There's some attempt at demythologization, but it's superficial, and includes a tedious Excalibur digression into an Arthurian legend-styled pastiche. Director and co-writer Robert Eggers claims that, too, is rooted in Norse myths, but even he concedes nobody is making the connection of a magic sword to anything other than King Arthur, or "Star Wars." He fights a corpse for the sacred weapon, but it turns out to be a fantasy, as contrasted with the apparent reality that he merely takes it from crumbling bones. The notion that much of what we see otherwise of his exploits is imaginary remains underdeveloped, no more than a dream of Valhalla or a suggestive pause beside a volcanic hellscape while seemingly fighting naked would-be Darth Vader.
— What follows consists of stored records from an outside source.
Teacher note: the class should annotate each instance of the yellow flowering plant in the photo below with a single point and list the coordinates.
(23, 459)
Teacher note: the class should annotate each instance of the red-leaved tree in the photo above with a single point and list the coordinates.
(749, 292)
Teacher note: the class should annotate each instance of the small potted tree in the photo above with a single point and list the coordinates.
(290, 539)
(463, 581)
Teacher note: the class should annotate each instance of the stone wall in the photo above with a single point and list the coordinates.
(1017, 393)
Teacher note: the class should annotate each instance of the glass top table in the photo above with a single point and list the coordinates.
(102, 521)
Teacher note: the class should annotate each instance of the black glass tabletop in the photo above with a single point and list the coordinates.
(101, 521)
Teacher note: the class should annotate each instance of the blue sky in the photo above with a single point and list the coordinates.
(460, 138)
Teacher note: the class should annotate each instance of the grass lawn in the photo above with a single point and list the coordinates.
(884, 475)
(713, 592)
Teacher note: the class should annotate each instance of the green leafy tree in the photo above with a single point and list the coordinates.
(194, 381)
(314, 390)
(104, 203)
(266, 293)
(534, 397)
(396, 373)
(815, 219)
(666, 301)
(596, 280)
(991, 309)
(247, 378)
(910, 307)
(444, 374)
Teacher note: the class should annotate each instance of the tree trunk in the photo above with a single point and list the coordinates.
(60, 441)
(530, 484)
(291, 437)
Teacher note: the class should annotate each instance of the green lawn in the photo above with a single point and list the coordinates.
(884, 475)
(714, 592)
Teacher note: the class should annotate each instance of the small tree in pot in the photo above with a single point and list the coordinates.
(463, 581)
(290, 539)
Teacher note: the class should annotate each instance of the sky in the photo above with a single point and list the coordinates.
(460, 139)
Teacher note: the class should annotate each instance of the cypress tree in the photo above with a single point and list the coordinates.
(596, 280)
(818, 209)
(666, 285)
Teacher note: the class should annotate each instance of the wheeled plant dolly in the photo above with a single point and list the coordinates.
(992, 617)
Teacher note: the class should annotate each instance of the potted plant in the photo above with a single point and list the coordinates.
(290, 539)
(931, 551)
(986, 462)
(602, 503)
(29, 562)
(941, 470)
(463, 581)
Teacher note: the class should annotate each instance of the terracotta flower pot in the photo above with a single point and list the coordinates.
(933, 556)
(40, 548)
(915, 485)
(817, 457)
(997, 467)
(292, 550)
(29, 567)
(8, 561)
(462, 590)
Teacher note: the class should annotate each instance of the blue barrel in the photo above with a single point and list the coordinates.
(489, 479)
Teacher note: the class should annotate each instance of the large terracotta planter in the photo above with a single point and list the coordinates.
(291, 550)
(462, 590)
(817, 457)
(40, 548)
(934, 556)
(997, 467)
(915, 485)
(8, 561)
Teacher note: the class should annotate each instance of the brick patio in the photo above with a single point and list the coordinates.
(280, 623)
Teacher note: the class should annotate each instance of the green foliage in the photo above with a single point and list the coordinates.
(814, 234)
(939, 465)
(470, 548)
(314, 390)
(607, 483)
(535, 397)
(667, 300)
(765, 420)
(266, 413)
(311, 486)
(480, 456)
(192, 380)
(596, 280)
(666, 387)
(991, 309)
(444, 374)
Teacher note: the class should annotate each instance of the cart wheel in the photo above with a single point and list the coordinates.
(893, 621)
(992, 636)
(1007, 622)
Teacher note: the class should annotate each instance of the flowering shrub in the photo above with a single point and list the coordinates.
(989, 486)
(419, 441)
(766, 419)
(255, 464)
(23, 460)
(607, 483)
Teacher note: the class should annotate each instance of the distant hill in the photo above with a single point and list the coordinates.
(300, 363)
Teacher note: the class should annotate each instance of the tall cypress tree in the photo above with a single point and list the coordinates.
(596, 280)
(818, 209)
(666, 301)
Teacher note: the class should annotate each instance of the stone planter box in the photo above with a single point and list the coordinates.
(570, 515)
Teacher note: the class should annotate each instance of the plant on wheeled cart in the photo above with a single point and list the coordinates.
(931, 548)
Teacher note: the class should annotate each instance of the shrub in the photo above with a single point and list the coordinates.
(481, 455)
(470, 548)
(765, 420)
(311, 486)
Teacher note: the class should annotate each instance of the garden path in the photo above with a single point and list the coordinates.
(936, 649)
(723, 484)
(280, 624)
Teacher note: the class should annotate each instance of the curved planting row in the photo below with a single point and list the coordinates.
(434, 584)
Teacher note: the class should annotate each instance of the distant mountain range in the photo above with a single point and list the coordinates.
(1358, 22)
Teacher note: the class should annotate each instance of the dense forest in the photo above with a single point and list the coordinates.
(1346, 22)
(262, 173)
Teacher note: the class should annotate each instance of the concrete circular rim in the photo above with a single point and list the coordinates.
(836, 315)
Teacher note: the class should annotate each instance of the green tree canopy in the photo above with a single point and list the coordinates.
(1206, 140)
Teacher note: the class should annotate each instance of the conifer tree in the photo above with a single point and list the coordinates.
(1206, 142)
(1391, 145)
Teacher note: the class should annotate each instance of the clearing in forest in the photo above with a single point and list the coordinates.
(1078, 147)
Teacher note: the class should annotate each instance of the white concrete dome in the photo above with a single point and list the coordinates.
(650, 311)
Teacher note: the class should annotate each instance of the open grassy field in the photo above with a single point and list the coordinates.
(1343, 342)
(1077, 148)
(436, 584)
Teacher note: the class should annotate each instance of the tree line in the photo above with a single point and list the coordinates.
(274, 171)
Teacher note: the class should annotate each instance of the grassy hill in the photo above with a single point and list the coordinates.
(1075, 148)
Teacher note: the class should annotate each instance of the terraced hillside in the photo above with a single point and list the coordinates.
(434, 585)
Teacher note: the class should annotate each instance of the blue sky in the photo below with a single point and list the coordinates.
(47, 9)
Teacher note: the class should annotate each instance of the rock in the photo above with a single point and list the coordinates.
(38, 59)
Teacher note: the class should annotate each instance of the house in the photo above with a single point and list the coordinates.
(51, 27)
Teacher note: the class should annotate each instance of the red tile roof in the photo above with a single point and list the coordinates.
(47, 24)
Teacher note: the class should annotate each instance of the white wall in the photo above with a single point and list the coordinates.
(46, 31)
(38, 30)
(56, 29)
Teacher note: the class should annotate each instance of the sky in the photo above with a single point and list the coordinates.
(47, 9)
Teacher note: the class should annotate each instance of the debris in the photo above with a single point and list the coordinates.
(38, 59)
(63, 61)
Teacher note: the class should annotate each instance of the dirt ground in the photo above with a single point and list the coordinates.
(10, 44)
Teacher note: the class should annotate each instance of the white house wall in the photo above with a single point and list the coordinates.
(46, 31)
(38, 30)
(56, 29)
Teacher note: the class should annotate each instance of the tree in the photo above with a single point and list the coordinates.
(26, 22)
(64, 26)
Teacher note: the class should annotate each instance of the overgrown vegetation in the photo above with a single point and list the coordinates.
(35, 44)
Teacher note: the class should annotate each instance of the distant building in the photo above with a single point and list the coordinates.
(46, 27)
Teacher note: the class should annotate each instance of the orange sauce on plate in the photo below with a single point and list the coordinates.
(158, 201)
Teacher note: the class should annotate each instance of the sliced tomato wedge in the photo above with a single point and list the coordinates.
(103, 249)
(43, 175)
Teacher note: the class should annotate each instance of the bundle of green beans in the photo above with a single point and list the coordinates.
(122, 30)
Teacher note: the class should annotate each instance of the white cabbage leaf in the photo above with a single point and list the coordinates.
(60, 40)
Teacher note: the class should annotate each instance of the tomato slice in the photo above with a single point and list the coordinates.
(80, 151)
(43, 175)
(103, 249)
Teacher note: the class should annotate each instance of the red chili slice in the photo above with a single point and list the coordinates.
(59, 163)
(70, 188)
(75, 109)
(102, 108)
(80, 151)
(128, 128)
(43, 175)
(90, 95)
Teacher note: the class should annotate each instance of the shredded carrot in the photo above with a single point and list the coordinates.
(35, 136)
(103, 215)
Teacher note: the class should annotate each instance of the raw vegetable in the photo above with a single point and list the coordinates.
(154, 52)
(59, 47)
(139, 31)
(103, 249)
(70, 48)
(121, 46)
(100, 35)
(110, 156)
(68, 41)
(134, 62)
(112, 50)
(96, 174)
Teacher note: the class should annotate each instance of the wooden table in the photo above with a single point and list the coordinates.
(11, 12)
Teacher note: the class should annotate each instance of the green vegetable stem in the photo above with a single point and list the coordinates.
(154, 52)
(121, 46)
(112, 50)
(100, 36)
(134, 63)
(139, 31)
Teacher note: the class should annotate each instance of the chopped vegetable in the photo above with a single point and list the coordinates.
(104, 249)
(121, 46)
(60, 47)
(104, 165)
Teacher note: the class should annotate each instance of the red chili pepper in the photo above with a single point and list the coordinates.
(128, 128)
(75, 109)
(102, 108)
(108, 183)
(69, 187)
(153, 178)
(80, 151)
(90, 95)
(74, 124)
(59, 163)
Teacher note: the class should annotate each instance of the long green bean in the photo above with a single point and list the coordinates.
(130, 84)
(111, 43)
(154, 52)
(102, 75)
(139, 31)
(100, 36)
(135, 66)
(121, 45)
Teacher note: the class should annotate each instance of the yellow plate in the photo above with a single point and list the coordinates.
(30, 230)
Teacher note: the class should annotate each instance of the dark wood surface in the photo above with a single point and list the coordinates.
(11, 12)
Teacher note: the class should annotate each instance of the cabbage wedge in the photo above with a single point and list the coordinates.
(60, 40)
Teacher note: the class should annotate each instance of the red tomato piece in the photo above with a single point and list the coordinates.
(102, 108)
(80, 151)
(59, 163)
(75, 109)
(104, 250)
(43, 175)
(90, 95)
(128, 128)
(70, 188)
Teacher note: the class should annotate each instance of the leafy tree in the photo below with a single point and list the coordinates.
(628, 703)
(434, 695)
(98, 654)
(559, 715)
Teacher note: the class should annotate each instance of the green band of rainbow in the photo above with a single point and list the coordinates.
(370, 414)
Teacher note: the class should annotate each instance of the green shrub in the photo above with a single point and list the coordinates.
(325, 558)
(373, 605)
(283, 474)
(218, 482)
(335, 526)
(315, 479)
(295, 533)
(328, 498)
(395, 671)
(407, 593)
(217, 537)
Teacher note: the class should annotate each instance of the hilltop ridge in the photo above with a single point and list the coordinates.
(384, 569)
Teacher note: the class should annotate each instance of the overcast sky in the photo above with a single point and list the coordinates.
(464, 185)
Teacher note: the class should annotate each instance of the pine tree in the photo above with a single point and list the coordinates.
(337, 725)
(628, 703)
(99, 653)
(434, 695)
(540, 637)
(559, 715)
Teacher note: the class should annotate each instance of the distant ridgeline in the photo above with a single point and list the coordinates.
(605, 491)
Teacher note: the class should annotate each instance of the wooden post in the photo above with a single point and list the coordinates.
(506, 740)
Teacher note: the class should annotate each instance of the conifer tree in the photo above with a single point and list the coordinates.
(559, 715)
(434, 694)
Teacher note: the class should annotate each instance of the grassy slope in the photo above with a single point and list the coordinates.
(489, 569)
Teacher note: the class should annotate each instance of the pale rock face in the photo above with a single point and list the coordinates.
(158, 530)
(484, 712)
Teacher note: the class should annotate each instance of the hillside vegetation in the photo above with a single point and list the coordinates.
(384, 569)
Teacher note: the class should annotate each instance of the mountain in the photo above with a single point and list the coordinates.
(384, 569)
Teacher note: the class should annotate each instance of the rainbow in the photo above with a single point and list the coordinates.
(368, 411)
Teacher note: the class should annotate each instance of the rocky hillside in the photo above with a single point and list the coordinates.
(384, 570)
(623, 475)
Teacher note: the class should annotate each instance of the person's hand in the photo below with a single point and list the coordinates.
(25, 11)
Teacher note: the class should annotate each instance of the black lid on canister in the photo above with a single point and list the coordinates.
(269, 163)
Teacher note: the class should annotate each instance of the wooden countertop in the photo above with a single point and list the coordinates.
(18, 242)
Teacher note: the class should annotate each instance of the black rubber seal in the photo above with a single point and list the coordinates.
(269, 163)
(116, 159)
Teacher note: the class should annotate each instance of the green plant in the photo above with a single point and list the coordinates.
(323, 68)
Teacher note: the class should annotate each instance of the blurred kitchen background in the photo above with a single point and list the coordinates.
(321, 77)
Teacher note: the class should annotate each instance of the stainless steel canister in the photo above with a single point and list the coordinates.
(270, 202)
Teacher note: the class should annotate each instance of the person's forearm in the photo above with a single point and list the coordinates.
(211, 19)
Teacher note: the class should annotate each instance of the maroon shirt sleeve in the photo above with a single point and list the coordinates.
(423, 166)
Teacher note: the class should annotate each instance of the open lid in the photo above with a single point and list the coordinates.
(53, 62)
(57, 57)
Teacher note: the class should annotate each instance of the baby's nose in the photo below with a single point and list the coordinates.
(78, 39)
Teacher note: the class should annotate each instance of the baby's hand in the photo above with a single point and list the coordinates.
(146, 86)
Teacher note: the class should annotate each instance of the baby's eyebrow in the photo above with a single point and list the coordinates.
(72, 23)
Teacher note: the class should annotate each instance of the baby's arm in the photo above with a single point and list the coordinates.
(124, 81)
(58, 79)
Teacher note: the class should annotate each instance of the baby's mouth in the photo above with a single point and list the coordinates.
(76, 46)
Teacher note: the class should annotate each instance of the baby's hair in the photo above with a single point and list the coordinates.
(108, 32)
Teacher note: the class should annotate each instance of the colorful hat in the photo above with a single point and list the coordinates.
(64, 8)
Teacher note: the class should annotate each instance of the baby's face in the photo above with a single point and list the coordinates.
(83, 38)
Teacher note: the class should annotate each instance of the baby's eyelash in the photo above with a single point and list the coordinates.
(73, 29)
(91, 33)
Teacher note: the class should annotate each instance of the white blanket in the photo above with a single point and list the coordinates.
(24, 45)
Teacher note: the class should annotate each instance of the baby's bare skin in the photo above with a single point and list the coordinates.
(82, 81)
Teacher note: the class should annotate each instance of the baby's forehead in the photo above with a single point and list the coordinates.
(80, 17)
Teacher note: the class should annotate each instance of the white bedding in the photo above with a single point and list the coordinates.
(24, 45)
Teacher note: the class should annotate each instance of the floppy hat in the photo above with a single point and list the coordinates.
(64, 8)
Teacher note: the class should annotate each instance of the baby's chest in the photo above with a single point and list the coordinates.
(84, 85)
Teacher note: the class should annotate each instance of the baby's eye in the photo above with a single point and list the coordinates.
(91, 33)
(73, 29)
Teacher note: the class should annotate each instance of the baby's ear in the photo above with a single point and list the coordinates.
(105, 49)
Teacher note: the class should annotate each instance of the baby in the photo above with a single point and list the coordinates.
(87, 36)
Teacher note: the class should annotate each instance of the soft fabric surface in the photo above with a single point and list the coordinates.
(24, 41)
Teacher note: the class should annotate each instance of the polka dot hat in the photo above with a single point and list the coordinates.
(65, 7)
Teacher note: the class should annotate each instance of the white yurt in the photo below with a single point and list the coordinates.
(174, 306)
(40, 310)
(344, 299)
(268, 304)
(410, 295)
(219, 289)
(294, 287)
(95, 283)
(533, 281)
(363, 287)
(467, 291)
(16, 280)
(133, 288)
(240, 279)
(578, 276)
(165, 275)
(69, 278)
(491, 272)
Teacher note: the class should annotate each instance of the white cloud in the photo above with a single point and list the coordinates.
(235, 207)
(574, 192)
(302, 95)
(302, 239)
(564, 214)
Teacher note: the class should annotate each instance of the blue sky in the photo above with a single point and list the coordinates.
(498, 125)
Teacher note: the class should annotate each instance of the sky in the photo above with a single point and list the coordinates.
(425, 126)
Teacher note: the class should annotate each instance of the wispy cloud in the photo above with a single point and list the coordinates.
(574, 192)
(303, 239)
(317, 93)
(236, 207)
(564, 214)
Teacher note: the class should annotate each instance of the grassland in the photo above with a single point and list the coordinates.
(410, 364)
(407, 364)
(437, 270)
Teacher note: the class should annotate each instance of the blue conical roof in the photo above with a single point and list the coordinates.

Maybe this is what happens when you hire an American to do a Scandinavian's job. That this supposed adaptation of origins is made by way of its more familiar, mostly English, remakes seems especially blatant in its more Shakespearean moments. Not only that we have Macbethian prophecies, a dithering "Titus Andronicus" revenge plot, and Willem Dafoe playing the Shakespearean fool, but a feign towards an Oedipus complex seemingly straight out of Freudian interpretations of "Hamlet" and before returning to the real obsession over the hereditary line of succession. By the way, as much as I'm generally impressed with the film visually, I certainly could've done with less of the family-tree imagery, if also with less emphasis on blood (lines). A funeral is almost turned into the play-within-a-play, as well. If you want to do English myth, you can just do that, and do it well as "The Green Knight" (2021) has recently evidenced, and as Eggers and company evidence, that they very well know this, by way of imitation, but decapitated of meaning.
The veteran talent here--Nicole Kidman, Ethan Hawke, Dafoe, Björk--is wasted on bit parts, as relative lightweights Alexander Skarsgård and Anya Taylor-Joy in the leads fail to muster a smidgen of the chemistry of even Robert Pattinson and Dafoe in the phallocentric "The Lighthouse" (2019), also by Eggers. Not exactly Shakespeare, but at least that film had a way with words, too. Here, instead, we get "I will avenge you, father! I will save you, mother! I will kill you, Fjölnir!" Attempts to complicate or undermine that dictum get about as far here as the demythologizing, being that the picture is utterly consumed in and by the revenge myth. "Cutting off one's nose to spite one's face" stuff.